Сколько успела до темноты, столько и прошла по их следу… Это она уже которую ночь должна была провести на холоде, без еды, без питья… Банки ведь у неё никакой не было, чтобы растопить снег; она просто так его ела, когда пить хотела.
Она сидела у костра и плакала: так ей стало горько, и одиноко, и обидно. Сидит и плачет и ест полусырую жареную медвежатину без хлеба и без соли. Про меня думала, про дядю Федю, что мы её ждём, а она неизвестно когда выберется из проклятой тайги, да и выберется ли вообще, и как мы будем без неё жить.

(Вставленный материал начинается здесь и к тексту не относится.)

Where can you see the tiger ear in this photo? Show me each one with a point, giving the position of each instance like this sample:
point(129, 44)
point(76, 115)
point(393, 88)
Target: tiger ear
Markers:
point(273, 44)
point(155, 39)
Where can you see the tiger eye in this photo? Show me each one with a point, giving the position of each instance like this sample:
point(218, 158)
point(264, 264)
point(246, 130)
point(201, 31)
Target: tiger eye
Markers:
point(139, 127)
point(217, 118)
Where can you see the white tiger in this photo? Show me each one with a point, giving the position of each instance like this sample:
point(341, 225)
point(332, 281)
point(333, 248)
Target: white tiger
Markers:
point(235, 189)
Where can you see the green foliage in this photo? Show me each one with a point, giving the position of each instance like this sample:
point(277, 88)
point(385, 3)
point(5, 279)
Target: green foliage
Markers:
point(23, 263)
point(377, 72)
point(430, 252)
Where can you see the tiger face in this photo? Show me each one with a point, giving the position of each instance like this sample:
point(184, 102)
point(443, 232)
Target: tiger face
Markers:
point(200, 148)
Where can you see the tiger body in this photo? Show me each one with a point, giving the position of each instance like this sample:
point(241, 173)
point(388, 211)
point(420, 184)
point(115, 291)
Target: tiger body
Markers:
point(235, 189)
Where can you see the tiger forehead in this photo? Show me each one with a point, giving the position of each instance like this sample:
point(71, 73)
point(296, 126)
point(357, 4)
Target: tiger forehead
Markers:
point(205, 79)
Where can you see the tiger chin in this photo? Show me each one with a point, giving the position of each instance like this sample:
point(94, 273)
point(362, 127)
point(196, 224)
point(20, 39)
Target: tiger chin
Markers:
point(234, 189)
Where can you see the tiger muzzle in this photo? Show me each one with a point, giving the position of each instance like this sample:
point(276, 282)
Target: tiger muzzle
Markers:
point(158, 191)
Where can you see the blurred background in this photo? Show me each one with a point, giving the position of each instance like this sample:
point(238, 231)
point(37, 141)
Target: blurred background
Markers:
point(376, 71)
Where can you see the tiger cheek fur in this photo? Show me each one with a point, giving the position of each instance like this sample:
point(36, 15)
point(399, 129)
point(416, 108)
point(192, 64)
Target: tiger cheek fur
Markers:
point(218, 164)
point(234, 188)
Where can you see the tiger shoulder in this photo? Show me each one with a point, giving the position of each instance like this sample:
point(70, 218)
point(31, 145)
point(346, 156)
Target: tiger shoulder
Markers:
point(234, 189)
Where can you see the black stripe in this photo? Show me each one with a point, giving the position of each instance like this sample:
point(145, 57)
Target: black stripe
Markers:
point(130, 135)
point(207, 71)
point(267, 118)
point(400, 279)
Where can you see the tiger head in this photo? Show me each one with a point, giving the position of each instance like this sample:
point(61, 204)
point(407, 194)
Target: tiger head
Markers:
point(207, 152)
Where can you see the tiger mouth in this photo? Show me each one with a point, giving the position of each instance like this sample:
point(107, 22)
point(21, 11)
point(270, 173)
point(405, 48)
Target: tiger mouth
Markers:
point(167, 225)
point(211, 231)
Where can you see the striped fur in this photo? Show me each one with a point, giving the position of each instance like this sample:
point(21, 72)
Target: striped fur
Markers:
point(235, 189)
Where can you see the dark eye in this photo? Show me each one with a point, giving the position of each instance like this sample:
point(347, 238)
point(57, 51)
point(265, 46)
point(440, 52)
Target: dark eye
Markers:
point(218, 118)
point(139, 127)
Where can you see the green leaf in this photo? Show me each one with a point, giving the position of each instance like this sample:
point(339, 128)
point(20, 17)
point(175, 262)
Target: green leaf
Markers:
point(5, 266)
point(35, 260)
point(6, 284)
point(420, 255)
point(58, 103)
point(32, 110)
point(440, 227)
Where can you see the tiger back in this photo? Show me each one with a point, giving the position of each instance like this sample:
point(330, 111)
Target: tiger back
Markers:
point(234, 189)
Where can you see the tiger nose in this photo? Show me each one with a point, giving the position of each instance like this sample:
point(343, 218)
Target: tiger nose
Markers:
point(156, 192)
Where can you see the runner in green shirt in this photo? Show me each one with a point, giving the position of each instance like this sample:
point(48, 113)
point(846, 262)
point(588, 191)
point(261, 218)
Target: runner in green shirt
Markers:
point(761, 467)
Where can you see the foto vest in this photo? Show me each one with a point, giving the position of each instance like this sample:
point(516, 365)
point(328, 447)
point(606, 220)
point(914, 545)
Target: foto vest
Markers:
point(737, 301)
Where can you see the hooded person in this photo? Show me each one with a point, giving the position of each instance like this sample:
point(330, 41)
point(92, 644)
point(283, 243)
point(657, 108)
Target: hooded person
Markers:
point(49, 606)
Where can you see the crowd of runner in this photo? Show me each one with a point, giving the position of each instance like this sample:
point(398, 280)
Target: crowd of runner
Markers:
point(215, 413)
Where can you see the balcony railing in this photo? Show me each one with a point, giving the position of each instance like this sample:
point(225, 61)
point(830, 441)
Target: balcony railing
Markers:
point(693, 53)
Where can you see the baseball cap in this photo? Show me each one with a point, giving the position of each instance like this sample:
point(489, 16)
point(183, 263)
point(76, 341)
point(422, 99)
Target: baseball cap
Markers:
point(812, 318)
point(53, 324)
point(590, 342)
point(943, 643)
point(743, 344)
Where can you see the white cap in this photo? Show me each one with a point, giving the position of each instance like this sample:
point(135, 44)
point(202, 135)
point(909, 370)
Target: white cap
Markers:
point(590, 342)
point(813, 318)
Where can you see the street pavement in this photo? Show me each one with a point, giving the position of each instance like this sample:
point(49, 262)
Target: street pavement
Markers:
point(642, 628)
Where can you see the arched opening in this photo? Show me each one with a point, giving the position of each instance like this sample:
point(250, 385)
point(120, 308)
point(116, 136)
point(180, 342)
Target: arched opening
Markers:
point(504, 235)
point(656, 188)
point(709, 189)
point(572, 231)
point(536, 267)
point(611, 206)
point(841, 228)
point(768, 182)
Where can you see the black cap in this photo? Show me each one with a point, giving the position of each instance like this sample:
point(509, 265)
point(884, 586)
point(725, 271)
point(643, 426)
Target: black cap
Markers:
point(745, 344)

Надо было раны ямщику перевязать. Он по-прежнему бредил и говорил что-то по-якутски, и вдруг — выстрел вдали!.. За первым выстрелом — и второй, и третий, и четвёртый, и пятый… Она поняла, что это её ищут.
Она вскочила, стала кричать во всё горло — тогда-то и охрипла, покидала в костёр весь сушняк, который заготовила на долгую ночь. Пламя большое выросло, его издалека можно заметить. И кричала: «Я здесь! Сюда! Я здесь!» Подкидывала в костёр ветки и боялась: услышат ли голос, увидят ли её огонь?
Должно быть, увидели, потому что выстрелы стали приближаться к ней и голоса людей доносились: люди тоже что-то кричали.
Потом она услыхала, как скрипит снег под чьими-то шагами, трещит валежник. Показался человек. Он из темноты вступил в светлый круг, и мама испугалась: она подумала, что за эти дни сошла с ума.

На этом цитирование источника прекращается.